All parties except Ukip have suspended national campaigning again following the attack on London Bridge.

By New Statesman

In the wake of the terror attack on London Bridge and Borough Market, the Conservatives, Labour and other parties – with the exception of Ukip – have suspended their general election campaigning for now.

However, there have been questions over the poll itself – scheduled for Thursday, 8 June. The prime minister Theresa May said this morning: “As a mark of respect two political parties have suspended our national campaigns for today, but violence must never be allowed to disrupt the democratic process. So those campaigns will resume in full tomorrow and the general election will go ahead as planned on Thursday.”

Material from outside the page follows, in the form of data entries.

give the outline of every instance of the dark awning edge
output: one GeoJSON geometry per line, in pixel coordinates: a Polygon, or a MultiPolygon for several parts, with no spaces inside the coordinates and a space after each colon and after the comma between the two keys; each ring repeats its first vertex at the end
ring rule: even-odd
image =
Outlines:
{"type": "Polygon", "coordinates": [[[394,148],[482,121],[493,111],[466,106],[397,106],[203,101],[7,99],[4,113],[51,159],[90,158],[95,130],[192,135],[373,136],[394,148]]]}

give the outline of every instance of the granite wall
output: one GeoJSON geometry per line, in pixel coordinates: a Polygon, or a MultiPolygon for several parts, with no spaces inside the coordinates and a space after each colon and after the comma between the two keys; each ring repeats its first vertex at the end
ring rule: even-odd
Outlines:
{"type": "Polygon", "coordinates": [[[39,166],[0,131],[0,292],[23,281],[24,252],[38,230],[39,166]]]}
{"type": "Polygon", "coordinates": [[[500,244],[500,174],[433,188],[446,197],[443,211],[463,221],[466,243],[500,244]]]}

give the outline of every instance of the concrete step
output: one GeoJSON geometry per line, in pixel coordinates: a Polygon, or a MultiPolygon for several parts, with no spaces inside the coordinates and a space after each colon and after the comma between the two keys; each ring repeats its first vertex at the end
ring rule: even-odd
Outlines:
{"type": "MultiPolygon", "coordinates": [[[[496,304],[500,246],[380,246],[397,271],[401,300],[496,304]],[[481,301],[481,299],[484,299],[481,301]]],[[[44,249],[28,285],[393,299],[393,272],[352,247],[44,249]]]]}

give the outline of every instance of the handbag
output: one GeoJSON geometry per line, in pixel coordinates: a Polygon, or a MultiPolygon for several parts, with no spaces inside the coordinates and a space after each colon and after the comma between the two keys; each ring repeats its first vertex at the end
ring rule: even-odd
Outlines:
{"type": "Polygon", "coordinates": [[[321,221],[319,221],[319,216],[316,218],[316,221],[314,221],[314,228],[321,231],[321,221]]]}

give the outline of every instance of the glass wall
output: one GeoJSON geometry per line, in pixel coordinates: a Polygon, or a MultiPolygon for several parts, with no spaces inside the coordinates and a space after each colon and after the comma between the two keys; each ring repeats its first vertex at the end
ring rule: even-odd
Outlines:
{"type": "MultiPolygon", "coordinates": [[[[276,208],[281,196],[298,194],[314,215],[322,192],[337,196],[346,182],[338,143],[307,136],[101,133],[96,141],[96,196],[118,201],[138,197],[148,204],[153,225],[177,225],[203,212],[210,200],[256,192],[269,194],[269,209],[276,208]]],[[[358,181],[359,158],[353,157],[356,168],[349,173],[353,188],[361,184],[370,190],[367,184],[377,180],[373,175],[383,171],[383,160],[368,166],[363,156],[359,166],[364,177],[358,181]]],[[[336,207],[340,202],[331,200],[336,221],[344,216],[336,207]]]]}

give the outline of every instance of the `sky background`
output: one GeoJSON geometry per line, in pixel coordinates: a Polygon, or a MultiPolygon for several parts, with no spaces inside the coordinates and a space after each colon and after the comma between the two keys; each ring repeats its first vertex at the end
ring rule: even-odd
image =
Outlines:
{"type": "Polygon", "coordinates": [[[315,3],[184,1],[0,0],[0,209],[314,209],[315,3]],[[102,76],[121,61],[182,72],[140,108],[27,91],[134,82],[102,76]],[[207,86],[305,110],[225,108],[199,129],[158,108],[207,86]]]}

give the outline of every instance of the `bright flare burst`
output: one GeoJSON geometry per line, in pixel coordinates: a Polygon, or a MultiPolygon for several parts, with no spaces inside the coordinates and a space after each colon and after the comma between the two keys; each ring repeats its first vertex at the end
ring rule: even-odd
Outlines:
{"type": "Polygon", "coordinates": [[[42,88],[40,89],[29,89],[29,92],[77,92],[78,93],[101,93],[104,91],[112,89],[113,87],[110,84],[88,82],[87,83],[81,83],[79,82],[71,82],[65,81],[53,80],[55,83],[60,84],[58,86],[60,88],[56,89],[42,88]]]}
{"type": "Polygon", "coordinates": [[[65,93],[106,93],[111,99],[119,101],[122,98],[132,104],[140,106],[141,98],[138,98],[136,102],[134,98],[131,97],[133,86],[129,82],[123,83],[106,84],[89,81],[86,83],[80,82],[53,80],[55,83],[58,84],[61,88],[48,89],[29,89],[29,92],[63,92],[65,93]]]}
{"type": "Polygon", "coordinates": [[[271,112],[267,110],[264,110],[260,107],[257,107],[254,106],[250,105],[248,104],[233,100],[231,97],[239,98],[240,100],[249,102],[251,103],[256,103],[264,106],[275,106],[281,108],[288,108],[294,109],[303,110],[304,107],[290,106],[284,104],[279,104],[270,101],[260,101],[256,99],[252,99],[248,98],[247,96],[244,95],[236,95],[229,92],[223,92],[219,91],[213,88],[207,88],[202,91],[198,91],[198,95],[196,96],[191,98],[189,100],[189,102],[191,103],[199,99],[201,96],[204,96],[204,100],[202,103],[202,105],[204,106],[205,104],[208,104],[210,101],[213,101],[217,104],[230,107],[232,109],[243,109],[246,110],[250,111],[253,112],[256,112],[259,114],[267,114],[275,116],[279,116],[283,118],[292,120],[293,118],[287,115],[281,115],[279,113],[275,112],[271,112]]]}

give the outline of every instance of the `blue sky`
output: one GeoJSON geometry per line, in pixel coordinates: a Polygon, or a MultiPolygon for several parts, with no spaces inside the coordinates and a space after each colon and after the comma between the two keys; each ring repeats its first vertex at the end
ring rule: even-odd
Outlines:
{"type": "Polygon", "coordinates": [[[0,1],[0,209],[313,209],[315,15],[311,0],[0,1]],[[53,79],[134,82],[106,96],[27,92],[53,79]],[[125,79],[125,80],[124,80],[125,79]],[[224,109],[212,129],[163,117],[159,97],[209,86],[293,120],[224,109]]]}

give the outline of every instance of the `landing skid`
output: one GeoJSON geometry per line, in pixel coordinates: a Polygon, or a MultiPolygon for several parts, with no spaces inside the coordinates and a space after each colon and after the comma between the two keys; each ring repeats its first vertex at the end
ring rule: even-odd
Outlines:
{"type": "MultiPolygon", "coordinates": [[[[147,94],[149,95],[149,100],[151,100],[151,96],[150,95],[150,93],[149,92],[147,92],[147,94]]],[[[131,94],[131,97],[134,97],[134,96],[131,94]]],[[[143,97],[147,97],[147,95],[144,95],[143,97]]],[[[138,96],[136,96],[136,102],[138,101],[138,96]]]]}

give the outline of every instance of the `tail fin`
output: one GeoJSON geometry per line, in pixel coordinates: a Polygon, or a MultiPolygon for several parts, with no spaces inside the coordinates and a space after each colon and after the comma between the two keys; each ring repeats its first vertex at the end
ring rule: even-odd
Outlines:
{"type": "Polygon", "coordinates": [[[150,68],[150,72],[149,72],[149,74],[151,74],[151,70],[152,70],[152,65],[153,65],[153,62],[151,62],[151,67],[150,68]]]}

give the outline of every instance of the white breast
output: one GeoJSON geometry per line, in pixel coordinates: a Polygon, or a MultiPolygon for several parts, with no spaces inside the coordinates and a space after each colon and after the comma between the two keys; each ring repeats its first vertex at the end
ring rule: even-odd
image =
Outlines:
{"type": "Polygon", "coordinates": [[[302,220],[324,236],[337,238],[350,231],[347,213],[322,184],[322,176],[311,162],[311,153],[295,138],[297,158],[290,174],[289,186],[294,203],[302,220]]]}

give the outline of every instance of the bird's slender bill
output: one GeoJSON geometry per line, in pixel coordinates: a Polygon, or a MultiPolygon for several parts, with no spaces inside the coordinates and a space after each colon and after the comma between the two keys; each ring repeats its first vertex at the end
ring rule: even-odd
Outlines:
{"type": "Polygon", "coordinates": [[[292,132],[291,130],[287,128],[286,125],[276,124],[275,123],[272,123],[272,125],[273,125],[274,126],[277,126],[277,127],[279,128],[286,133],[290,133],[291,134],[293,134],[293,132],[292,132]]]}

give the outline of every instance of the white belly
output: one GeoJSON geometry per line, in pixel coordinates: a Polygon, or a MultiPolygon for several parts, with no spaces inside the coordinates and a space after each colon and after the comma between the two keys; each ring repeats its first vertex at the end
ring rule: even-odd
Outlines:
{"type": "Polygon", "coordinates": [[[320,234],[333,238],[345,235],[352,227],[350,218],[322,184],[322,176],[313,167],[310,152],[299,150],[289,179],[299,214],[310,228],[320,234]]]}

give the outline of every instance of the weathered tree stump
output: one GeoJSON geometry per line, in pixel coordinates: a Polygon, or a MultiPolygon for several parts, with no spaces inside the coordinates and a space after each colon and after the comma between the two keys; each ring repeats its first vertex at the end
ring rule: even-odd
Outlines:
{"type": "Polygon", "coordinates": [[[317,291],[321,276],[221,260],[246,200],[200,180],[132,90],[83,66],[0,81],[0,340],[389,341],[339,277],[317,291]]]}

This morning, London Mayor Sadiq Khan said he was not an “advocate” of delaying the election. “They want to stop us voting on Thursday in the general election and enjoying the democracy that we have,” he said. “We can’t allow them to do that.” The Liberal Democrat leader Tim Farron has echoed this, saying the vote “must go ahead as planned”.

There has been no suggestion from the Conservatives that they are considering postponing or cancelling the general election. There is precedent for the former: in 2001, Tony Blair postponed the general election because of an outbreak of foot and mouth. It would require an order of council. 

However, it is not possible to cancel the vote – that would require a new law, and there are no MPs currently sitting.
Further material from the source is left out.